Due cellule satellite isolate dal muscolo danneggiato, colorate con anticorpi che riconoscono Cripto (in rosso) e un marcatore della superficie cellulare (Ebl, in verde). Il nucleo delle cellule è visualizzato in blu, mentre la sovrapposizione dei segnali fluorescenti verde e rosso viene visualizzato in giallo. L’immagine è stata acquisita mediante microscopio confocale
Una ricerca internazionale coordinata dall’Istituto di genetica e biofisica “A. Buzzati-Traverso” del Consiglio nazionale delle ricerche di Napoli, condotta in collaborazione con l’Istituto Sanford Burnham di La Jolla (California), l’Università degli Studi di Napoli Federico II e l’Irccs Fondazione Santa Lucia di Roma, ha individuato in una piccola proteina la chiave che guida le cellule staminali adulte, presenti nelle fibre muscolari, a differenziarsi, rigenerando così il tessuto muscolare danneggiato, o ad autorinnovarsi, mantenendo una riserva pronta per futuri cicli rigenerativi.
Lo studio, pubblicato sulla rivista Developmental Cell, aggiunge un importante tassello alla comprensione dei processi di rigenerazione muscolare.
«Il mantenimento dell’integrità muscolare – spiega Gabriella Minchiotti (Cnr-Igb), coordinatrice dello studio – dipende principalmente da un gruppo di cellule staminali dette cellule satellite: quando il muscolo è a riposo, esse si trovano in uno stato inattivo/dormiente, denominato “quiescenza”. Viceversa, in risposta a danni muscolari, si attivano e manifestano la straordinaria capacità di compiere due azioni cruciali: esse sono in grado di differenziarsi, cioè trasformarsi in nuove cellule muscolari (mioblasti) che contribuiscono a rigenerare il tessuto danneggiato e, parallelamente, hanno la capacità di autorinnovarsi, cioè dare origine a nuove cellule quiescenti, assicurando il mantenimento di una “riserva” di cellule staminali pronta per i successivi cicli rigenerativi».
La ricerca ha chiarito che la capacità delle cellule di procedere verso il differenziamento o l’autorinnovamento dipende da una particolare proteina, denominata Cripto. «Abbiamo scoperto che le cellule satellite attivate non sono tutte uguali: si distinguono, infatti, per la presenza di quantità diverse sulla loro superficie di una piccola proteina che si chiama Cripto – aggiunge Minchiotti –. In seguito a un danno muscolare, le cellule staminali si “svegliano” rivestendo la loro superficie con la proteina Cripto.
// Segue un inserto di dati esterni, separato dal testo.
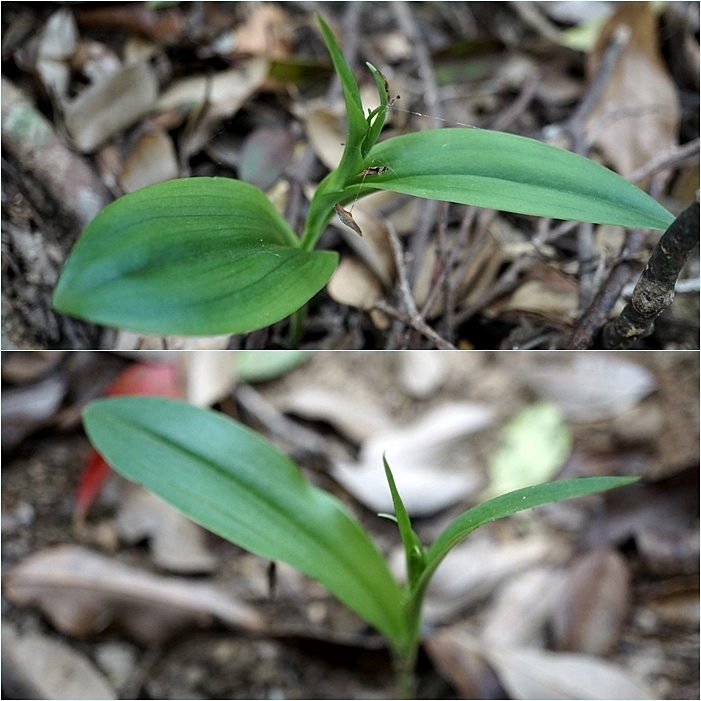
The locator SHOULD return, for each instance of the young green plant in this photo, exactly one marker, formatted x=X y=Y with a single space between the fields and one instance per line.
x=231 y=481
x=203 y=256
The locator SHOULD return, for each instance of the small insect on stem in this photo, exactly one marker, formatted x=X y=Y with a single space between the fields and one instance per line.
x=347 y=218
x=373 y=170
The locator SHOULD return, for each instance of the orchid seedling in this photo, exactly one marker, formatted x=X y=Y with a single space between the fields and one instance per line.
x=205 y=256
x=231 y=481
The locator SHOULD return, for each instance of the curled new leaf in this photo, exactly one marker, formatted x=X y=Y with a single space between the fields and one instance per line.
x=197 y=256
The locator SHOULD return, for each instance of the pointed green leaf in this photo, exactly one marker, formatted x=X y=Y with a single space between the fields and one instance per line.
x=197 y=256
x=511 y=173
x=231 y=481
x=413 y=549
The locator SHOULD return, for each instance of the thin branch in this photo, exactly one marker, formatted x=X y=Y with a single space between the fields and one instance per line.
x=654 y=291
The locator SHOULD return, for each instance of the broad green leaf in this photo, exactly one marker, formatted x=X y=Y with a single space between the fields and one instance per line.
x=231 y=481
x=197 y=256
x=511 y=173
x=533 y=447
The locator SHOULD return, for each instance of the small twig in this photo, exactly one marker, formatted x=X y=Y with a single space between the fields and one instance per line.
x=590 y=323
x=670 y=158
x=654 y=291
x=294 y=435
x=413 y=318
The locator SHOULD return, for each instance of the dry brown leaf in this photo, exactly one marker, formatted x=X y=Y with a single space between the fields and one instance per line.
x=176 y=543
x=82 y=593
x=593 y=603
x=527 y=673
x=106 y=108
x=151 y=160
x=356 y=419
x=354 y=284
x=458 y=583
x=520 y=613
x=637 y=116
x=432 y=464
x=422 y=373
x=46 y=668
x=590 y=387
x=457 y=656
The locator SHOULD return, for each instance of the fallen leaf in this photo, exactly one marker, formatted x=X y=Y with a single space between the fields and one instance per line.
x=104 y=109
x=357 y=419
x=82 y=593
x=432 y=465
x=176 y=543
x=422 y=373
x=459 y=583
x=538 y=674
x=45 y=668
x=151 y=160
x=637 y=115
x=590 y=387
x=593 y=603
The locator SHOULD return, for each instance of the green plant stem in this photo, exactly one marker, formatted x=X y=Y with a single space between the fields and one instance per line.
x=295 y=332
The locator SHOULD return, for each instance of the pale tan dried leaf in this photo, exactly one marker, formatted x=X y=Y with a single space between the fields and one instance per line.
x=538 y=674
x=82 y=593
x=593 y=603
x=357 y=419
x=422 y=373
x=354 y=284
x=208 y=375
x=640 y=86
x=176 y=543
x=456 y=654
x=458 y=583
x=151 y=160
x=590 y=387
x=432 y=464
x=47 y=668
x=521 y=610
x=106 y=108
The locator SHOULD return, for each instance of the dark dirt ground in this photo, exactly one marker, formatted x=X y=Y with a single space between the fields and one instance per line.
x=659 y=636
x=515 y=280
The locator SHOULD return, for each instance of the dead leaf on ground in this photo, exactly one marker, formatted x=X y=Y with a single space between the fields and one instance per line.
x=459 y=583
x=637 y=116
x=590 y=387
x=82 y=593
x=432 y=465
x=151 y=160
x=593 y=604
x=104 y=109
x=176 y=543
x=357 y=419
x=43 y=667
x=528 y=673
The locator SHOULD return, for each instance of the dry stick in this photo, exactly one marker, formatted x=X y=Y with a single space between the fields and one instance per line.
x=575 y=126
x=654 y=291
x=427 y=217
x=413 y=318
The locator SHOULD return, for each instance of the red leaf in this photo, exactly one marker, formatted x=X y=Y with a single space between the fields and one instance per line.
x=141 y=378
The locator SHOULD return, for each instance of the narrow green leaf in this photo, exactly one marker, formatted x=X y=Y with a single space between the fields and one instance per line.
x=511 y=173
x=511 y=503
x=413 y=549
x=231 y=481
x=197 y=256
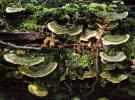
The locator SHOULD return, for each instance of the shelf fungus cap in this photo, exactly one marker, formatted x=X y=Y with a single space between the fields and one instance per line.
x=10 y=10
x=62 y=29
x=119 y=57
x=37 y=90
x=115 y=39
x=27 y=60
x=117 y=16
x=116 y=78
x=38 y=71
x=88 y=35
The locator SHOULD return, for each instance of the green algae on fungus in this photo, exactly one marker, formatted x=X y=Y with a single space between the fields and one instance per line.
x=114 y=78
x=11 y=10
x=37 y=90
x=115 y=39
x=62 y=29
x=38 y=71
x=119 y=57
x=27 y=60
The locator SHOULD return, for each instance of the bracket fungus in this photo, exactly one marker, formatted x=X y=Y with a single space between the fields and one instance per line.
x=115 y=39
x=37 y=90
x=38 y=71
x=88 y=75
x=88 y=35
x=119 y=57
x=12 y=10
x=116 y=78
x=62 y=29
x=27 y=60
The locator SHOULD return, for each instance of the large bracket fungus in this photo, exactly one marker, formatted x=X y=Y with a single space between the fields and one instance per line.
x=115 y=39
x=88 y=35
x=116 y=78
x=119 y=57
x=27 y=60
x=12 y=10
x=37 y=90
x=38 y=71
x=62 y=29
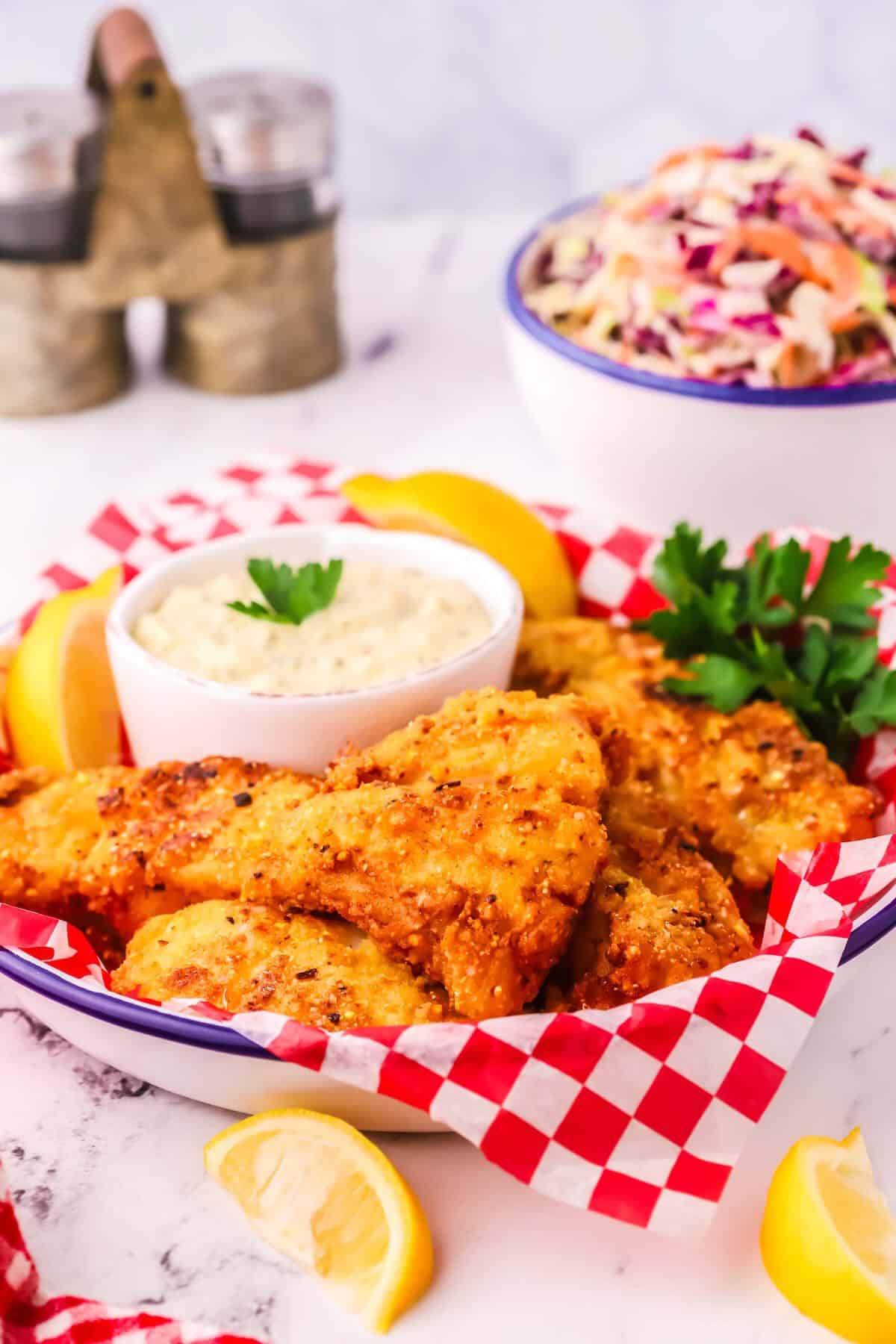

Quando il rivestimento diventa sufficiente, le cellule Cripto positive vanno incontro a differenziamento. Al contrario, le cellule con livelli più bassi o assenti di Cripto ritornano allo stato quiescente e ripopolano la “riserva” di cellule satellite».
Un aspetto sorprendente e inaspettato è la dinamicità di queste cellule, che possono rapidamente intercambiarsi: «Le cellule Cripto positive diventano Cripto negative e viceversa e questo avviene eliminando la proteina in eccesso dalla superficie cellulare – evidenzia Ombretta Guardiola (CNR-IGB) autrice principale del lavoro –. Questa plasticità consente alle cellule satellite di adattarsi rapidamente ai cambiamenti dell’ambiente circostante, inclusa la presenza di molecole infiammatorie che si accumulano in seguito a un danno muscolare».
Nonostante richieda ulteriori studi, prima di poter essere applicata all’uomo, questa ricerca fornisce informazioni importanti sui meccanismi che regolano l’equilibrio fra differenziamento e autorinnovamento delle cellule staminali muscolari. «Le perturbazioni di questo equilibrio sono state associate alla degenerazione muscolare legata all’età, e il nostro studio identifica un nuovo meccanismo in grado di controllare questo equilibrio – conclude Minchiotti –. In futuro, riuscire a controllare l’espressione e la localizzazione della proteina Cripto nelle cellule staminali muscolari delle persone anziane potrebbe migliorare l’efficienza della rigenerazione muscolare».